Un terzo aspetto qui discusso, infine, è quello dell’abitare, con una analisi del ruolo che la disponibilità di alloggi in locazione a basso costo o sfitti/abbandonati, assai diffusi in molti paesi montani, può avere nell’attrarre gli stranieri dalle città alle terre alte, con un “effetto rimbalzo” dalle zone più urbanizzate (con costi della vita crescenti e possibilità lavorative decrescenti) a quelle rurali, laddove queste ultime siano comunque prossime alla pianura o alle valli più antropizzate e offrano possibilità lavorative (è il caso delle “professioni etniche”, che vanno sviluppandosi a partire dal settore primario: allevamento, taglio del bosco, estrazione mineraria, ecc.).
Un’ultima tematica discussa, nell’ambito delle presentazioni focalizzate sulla migrazione nelle terre alte europee, è stata quella dei rifugiati e dei richiedenti asilo, in quanto popolazioni presenti temporaneamente nelle zone montane e rurali, secondo modalità del tutto differenti da quelle caratteristiche dei “migranti economici” (che, per esempio, si dividono abbastanza equamente tra uomini e donne, mentre i richiedenti asilo sono in grandissima parte maschi).
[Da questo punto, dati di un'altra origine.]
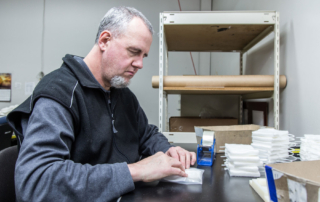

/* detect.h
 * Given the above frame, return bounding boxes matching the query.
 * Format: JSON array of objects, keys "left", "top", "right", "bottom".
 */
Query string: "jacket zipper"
[{"left": 108, "top": 95, "right": 130, "bottom": 163}]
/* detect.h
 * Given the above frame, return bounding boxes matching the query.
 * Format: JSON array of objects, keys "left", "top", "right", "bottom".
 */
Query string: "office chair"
[{"left": 0, "top": 146, "right": 18, "bottom": 202}]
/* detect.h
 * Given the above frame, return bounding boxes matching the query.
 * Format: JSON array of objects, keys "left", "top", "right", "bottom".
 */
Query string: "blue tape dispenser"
[{"left": 197, "top": 136, "right": 216, "bottom": 166}]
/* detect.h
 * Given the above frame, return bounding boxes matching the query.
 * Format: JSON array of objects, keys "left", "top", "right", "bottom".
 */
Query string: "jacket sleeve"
[
  {"left": 137, "top": 105, "right": 172, "bottom": 156},
  {"left": 15, "top": 98, "right": 134, "bottom": 201}
]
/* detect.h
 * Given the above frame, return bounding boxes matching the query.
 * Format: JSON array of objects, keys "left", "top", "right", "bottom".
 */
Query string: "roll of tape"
[{"left": 202, "top": 131, "right": 214, "bottom": 146}]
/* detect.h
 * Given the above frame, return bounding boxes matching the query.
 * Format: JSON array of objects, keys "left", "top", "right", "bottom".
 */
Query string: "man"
[{"left": 8, "top": 7, "right": 196, "bottom": 201}]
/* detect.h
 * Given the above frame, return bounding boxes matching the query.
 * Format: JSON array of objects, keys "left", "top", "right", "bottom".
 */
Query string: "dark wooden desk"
[{"left": 120, "top": 144, "right": 263, "bottom": 202}]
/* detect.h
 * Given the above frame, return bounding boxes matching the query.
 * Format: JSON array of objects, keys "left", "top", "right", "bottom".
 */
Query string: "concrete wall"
[
  {"left": 0, "top": 0, "right": 201, "bottom": 125},
  {"left": 0, "top": 0, "right": 320, "bottom": 136},
  {"left": 213, "top": 0, "right": 320, "bottom": 136}
]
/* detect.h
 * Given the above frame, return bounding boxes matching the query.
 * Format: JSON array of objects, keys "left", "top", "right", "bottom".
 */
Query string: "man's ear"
[{"left": 98, "top": 30, "right": 112, "bottom": 51}]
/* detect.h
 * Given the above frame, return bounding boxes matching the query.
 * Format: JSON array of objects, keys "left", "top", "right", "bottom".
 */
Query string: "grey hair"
[{"left": 95, "top": 6, "right": 154, "bottom": 44}]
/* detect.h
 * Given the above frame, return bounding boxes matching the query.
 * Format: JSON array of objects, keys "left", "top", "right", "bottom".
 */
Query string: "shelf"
[
  {"left": 164, "top": 11, "right": 275, "bottom": 52},
  {"left": 165, "top": 25, "right": 273, "bottom": 52},
  {"left": 163, "top": 87, "right": 273, "bottom": 95},
  {"left": 158, "top": 11, "right": 280, "bottom": 132}
]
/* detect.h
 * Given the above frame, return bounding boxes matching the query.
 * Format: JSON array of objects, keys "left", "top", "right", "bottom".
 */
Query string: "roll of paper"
[{"left": 152, "top": 75, "right": 287, "bottom": 88}]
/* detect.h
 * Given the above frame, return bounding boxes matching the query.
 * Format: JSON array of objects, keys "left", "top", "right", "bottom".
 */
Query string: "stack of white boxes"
[
  {"left": 225, "top": 144, "right": 262, "bottom": 177},
  {"left": 300, "top": 135, "right": 320, "bottom": 161},
  {"left": 251, "top": 128, "right": 294, "bottom": 163}
]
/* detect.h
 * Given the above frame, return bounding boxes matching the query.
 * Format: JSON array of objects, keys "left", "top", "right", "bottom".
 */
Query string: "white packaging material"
[
  {"left": 249, "top": 178, "right": 270, "bottom": 202},
  {"left": 224, "top": 144, "right": 262, "bottom": 177},
  {"left": 161, "top": 168, "right": 204, "bottom": 184},
  {"left": 229, "top": 169, "right": 260, "bottom": 177},
  {"left": 225, "top": 162, "right": 259, "bottom": 172},
  {"left": 300, "top": 134, "right": 320, "bottom": 161},
  {"left": 226, "top": 154, "right": 260, "bottom": 162},
  {"left": 251, "top": 128, "right": 296, "bottom": 163}
]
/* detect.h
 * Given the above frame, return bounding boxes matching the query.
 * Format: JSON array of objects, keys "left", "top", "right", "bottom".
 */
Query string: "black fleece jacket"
[{"left": 8, "top": 55, "right": 170, "bottom": 201}]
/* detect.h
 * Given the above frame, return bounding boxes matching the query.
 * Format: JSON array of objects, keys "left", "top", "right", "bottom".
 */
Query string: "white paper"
[
  {"left": 272, "top": 169, "right": 283, "bottom": 180},
  {"left": 0, "top": 89, "right": 11, "bottom": 101},
  {"left": 287, "top": 179, "right": 307, "bottom": 202}
]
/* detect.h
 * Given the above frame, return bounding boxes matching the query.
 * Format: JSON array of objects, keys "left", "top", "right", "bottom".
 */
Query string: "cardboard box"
[
  {"left": 195, "top": 124, "right": 260, "bottom": 153},
  {"left": 169, "top": 117, "right": 238, "bottom": 132},
  {"left": 265, "top": 160, "right": 320, "bottom": 202}
]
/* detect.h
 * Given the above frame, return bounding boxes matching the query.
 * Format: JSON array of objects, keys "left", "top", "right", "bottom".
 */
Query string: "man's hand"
[
  {"left": 128, "top": 152, "right": 188, "bottom": 182},
  {"left": 166, "top": 146, "right": 197, "bottom": 169}
]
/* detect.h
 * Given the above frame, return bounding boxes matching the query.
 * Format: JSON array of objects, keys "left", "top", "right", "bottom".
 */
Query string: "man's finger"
[
  {"left": 186, "top": 151, "right": 190, "bottom": 169},
  {"left": 171, "top": 167, "right": 188, "bottom": 177},
  {"left": 171, "top": 158, "right": 185, "bottom": 171},
  {"left": 168, "top": 148, "right": 179, "bottom": 161}
]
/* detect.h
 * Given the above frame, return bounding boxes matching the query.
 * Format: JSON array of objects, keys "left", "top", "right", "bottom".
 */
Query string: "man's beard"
[{"left": 110, "top": 76, "right": 130, "bottom": 88}]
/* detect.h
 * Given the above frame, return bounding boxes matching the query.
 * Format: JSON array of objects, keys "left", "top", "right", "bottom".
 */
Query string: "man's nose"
[{"left": 132, "top": 57, "right": 143, "bottom": 69}]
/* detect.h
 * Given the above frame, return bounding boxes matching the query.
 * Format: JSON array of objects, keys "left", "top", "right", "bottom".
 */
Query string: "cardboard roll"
[{"left": 152, "top": 75, "right": 287, "bottom": 88}]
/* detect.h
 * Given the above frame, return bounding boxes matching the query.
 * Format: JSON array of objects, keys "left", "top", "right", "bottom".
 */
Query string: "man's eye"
[{"left": 129, "top": 50, "right": 139, "bottom": 54}]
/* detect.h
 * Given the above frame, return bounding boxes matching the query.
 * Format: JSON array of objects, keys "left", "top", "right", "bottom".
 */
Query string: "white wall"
[
  {"left": 213, "top": 0, "right": 320, "bottom": 136},
  {"left": 0, "top": 0, "right": 320, "bottom": 136},
  {"left": 0, "top": 0, "right": 200, "bottom": 125}
]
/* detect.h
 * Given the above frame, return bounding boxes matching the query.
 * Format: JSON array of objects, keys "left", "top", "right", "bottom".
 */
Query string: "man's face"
[{"left": 100, "top": 18, "right": 152, "bottom": 87}]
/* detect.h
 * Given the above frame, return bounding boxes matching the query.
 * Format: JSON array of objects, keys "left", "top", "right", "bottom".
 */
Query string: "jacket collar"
[
  {"left": 62, "top": 54, "right": 121, "bottom": 105},
  {"left": 62, "top": 54, "right": 102, "bottom": 88}
]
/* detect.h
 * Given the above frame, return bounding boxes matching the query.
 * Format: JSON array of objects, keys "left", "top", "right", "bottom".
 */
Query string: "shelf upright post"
[
  {"left": 273, "top": 12, "right": 280, "bottom": 130},
  {"left": 163, "top": 47, "right": 169, "bottom": 132},
  {"left": 239, "top": 51, "right": 243, "bottom": 124},
  {"left": 159, "top": 13, "right": 164, "bottom": 132}
]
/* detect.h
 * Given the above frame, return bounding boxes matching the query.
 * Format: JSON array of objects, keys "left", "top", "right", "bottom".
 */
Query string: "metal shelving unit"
[{"left": 159, "top": 11, "right": 280, "bottom": 134}]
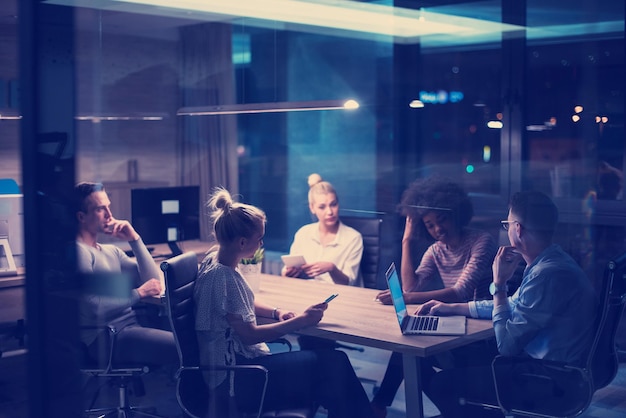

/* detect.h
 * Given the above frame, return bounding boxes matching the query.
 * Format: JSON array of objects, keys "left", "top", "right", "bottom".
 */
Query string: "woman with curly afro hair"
[{"left": 372, "top": 177, "right": 498, "bottom": 417}]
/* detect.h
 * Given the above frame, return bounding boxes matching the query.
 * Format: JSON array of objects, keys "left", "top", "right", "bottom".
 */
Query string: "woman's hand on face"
[
  {"left": 402, "top": 216, "right": 413, "bottom": 241},
  {"left": 374, "top": 289, "right": 392, "bottom": 305}
]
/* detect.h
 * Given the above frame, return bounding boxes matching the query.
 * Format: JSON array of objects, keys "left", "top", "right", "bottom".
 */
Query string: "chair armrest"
[{"left": 491, "top": 356, "right": 593, "bottom": 416}]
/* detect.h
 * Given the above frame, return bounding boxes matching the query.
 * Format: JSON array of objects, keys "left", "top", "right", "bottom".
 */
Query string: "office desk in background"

Si è evidenziato il crescente peso (politico-mediatico ma anche numerico) di questo fenomeno negli ultimissimi anni, proprio con riferimento alle aree rurali periferiche europee, che spesso sono state investite da flussi di migranti considerevoli, sulla base non di rado di politiche nazionali che hanno reindirizzato gli stranieri dalle città verso le zone meno popolose dell’interno. Se da un lato è stato messo in luce il rischio che questa presenza pesi eccessivamente su “aree fragili” come queste, dall’altro lato alcuni esempi del nord Europa hanno fatto emergere come una certa pressione migratoria straniera, se gestita e indirizzata correttamente, possa stimolare la resilienza di comunità locali spesso in crisi, proprio a causa di persistenti fenomeni di spopolamento, di abbandono del territorio e di chiusura difensiva da parte dei pochi autoctoni rimasti.
Il convegno si è concluso con l’invito ad approfondire, in una logica comparativa europea, il filone di ricerca sulle nuove migrazioni verso le aree rurali e montane, prestando particolare attenzione alle differenze, così come ai possibili punti di contatto, tra le due principali popolazioni interessate, ovvero quella dei migranti per scelta (in netta prevalenza europei occidentali, spesso di classe media e con risorse economiche a disposizione, oltre che culturali) e quella dei migranti per necessità (perlopiù extra europei o dell’Europa orientale, in gran parte con ridottissime o inesistenti risorse materiali ma non privi di importanti risorse culturali e professionali). Il futuro delle terre alte sembra giocarsi anche e in modo consistente nella dialettica (che potrà oscillare tra cooperazione e conflitto) tra queste due popolazioni di newcomers rurali/montani, laddove la distinzione tra abitanti fissi e temporanei sembra nel contempo perdere molta della sua valenza descrittiva, in una montagna che è sempre più spazio di flussi e luogo investito dalla globalizzazione.